How is it for you racing on a racetrack in the heart of a city?
It has a huge impact for both fans and us driving. Of course, for us, it is much more challenging driving on city tracks which are not perfectly adapted to racing cars. So for example, in Zürich you had a tram-line crossing the track, which you could say is not ideal, but it actually creates a lot of character on the track. It is the same track for every driver, so you just have to make the best out of it. On top of that, I think it is great for the fans, because we bring the race to them instead of them having to drive two hours to get to a remote place to watch a motorsport event. I think this combination is a great asset for the whole championship.
What goes through your mind on the racetrack?
It is almost a form of meditation. You just sit in the car, try to merge with the car, try to be in state of mind where everything happens automatically in slow-motion and you just go with the flow of the car. This is a form of meditation in my point of view. When you reach this level, you know that you are in a different zone and you are performing as best you can.
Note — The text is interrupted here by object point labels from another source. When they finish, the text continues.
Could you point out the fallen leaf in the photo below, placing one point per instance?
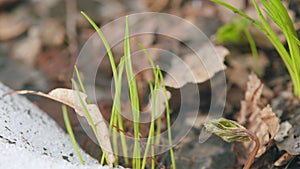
(70, 97)
(196, 68)
(52, 32)
(291, 144)
(283, 160)
(262, 122)
(270, 119)
(28, 49)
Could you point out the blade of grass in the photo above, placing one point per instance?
(153, 90)
(133, 92)
(168, 118)
(89, 118)
(106, 44)
(70, 132)
(158, 122)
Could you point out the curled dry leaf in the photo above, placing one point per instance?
(71, 98)
(262, 122)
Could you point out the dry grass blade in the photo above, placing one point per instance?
(70, 98)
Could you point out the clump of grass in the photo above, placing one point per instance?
(70, 132)
(277, 12)
(116, 117)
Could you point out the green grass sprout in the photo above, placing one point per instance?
(70, 132)
(116, 117)
(277, 12)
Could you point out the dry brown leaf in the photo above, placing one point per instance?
(192, 69)
(262, 122)
(70, 97)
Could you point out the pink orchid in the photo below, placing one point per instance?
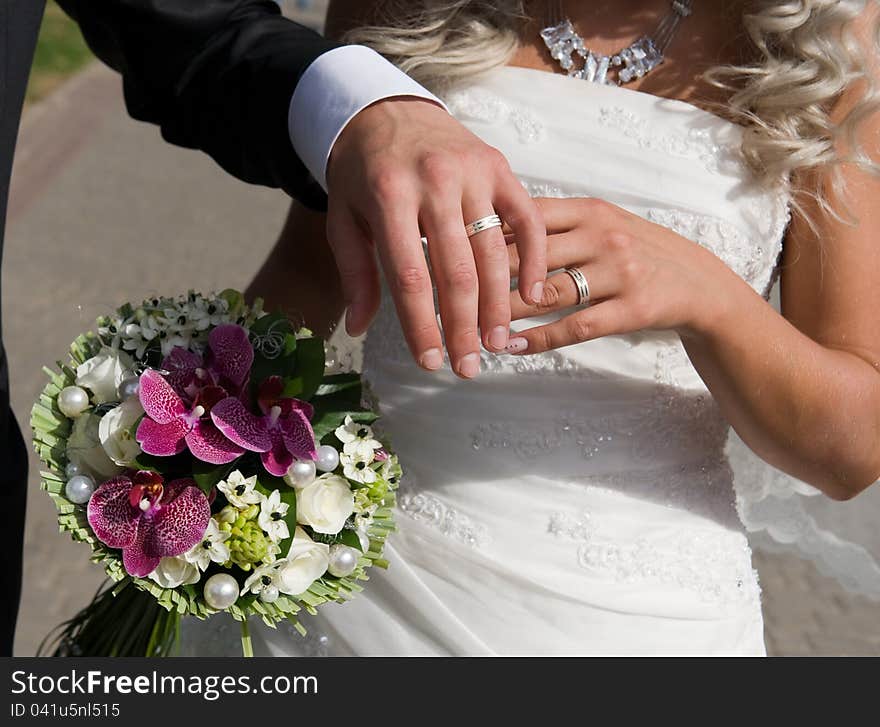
(178, 407)
(147, 519)
(282, 434)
How do you celebrate a victory?
I normally celebrate by having a good time with my team, because a victory is not only down to me – it is the team that makes the whole difference and motorsport is a team sport. So getting all the team together, having a drink, enjoying the moment. The next day we will for sure start working again, to work towards the next victory. So it is important to celebrate the moments, where we’ve accomplished it.
If you could race in any city in the world, where would it be?
I think it needs to be in Brazil, of course, because I am Brazilian. So we have been trying to have a race there for very long time. I think we are very close to having a race in São Paulo, my home town, which would just be amazing.